When thinking about silence one can’t help to think about noise as well.
Wikipedia says this about noise:
Noise is a variety of sound. It means any unwanted sound. Sounds, particularly loud ones, that disturb people or make it difficult to hear wanted sounds, are noise.
Roland Barthes also observes that noise can be perceived either physiologically or psychologically. We perceive noise physiologically when we “hear” it. On the other hand, when we “listen” to a noise we are doing this psychologically.
Yesterday we were taking the subway home from a barbecue and on this particular ride there were mostly party goers on their way out on the town. We’d had a little to drink as well, but not nearly as much as the people around us.
I have very little to no patience when it comes to drunk people if I’m not on the same level as them and the “kids” (yeah, I know that makes me sound old as hell) we shared the subway with yesterday was clearly on a whole other level!
Be young, have fun and explore your lives by all means, but why do you have to be so loud and obnoxious about it?!
There were screaming and breaking of bottles. Beyond loud conversations and burping.
I too kick my speaker volume up a couple of notches when I drink but I do not give everyone around me a headache. These “kids” did!
At one point on that ride I just closed my eyes and wished for silence. I tried to concentrate on it and remember where I enjoy the most of it, but the truth is that there is a whole lot of noise all over the place these days.
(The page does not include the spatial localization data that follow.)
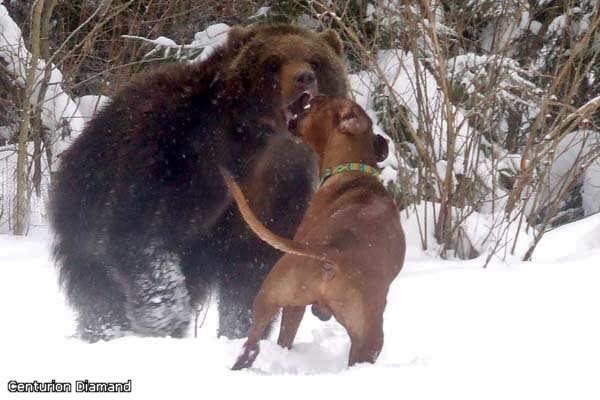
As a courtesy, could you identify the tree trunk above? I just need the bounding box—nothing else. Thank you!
[14,0,45,235]
[32,0,58,196]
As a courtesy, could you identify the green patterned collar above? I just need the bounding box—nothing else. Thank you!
[319,162,380,187]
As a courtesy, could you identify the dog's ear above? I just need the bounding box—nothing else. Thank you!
[339,113,368,135]
[373,135,389,163]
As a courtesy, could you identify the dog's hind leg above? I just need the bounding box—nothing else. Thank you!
[231,293,279,370]
[347,316,384,366]
[332,297,385,366]
[277,306,306,349]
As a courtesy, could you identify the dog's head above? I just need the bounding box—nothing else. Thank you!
[288,95,389,164]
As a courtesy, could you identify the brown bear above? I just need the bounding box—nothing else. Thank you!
[50,24,348,341]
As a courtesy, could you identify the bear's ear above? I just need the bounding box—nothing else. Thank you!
[373,135,389,163]
[318,29,343,56]
[227,26,255,52]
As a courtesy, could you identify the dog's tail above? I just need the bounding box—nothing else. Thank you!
[220,168,339,266]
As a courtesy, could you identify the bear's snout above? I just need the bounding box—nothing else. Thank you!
[294,69,316,89]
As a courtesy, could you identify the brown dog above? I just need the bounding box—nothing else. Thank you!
[223,96,406,369]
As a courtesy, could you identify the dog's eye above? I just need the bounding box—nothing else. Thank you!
[341,112,356,121]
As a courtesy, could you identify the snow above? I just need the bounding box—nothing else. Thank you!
[0,143,52,233]
[40,68,86,139]
[0,4,27,82]
[0,2,84,155]
[480,8,531,53]
[74,95,110,124]
[529,19,543,35]
[123,23,230,63]
[533,210,600,261]
[2,211,600,399]
[249,6,271,20]
[151,36,178,47]
[376,49,477,165]
[582,160,600,215]
[543,130,600,216]
[347,51,475,189]
[0,124,14,140]
[191,23,230,62]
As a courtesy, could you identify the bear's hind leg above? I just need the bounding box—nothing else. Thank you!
[72,268,132,342]
[77,299,131,342]
[109,244,193,338]
[55,243,131,342]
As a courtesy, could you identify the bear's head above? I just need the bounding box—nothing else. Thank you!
[223,24,348,133]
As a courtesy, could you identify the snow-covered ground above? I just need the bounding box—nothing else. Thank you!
[1,213,599,400]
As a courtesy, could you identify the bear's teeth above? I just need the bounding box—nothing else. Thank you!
[303,104,311,110]
[292,114,298,120]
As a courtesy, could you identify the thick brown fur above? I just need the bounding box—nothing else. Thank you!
[228,97,406,369]
[50,24,347,341]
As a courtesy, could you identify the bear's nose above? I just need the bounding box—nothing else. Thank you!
[295,70,316,88]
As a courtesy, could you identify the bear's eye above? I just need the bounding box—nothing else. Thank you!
[265,56,281,73]
[309,58,321,70]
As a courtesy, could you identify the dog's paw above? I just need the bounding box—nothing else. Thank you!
[231,342,260,370]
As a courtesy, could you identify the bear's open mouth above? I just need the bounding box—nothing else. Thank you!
[286,92,313,133]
From a very young age I found my love for the late night hours and I think that has a lot to do with the silence. Those few hours when most of the lights are out, everyone is sound asleep and I can actually hear my own thoughts.
I’ve dreamt about going away to some secluded island for a week or two just to write and relax all alone. No noise, no fuzz, just me and my own thoughts with no interruptions. This is still a dream that I hope will one day come true.
Because even though I do enjoy that a lot of things are happening around me, I don’t think I take the mental breaks that I definitely should too often. I just stand there in the middle of all the noise and try to find something positive to focus my mind on. But maybe that just isn’t enough. Sometimes you have to remove yourself from it completely. One way I try to escape from it is by reading and that definitely works as long as the noise isn’t overpowering.
But what about when your own thoughts and worries become noise inside your head? I’ve been there. Still struggle with it way too often, but I don’t really have a quick fix for it. I’ve decided to try meditation and mindfulness to see if that might help in moments like that, but the things that work for some might not work for others. Nevertheless I’m willing to try it out.
This post is turning into a ramble without any particular direction so I will soon finish it, but I guess what it is that I’m trying to get across in these rambled words is that in a world filled with noise we must not forget to appreciate and find our own silence.
It’s okay to take a break! It’s okay to log out and turn off! It’s okay to be silent!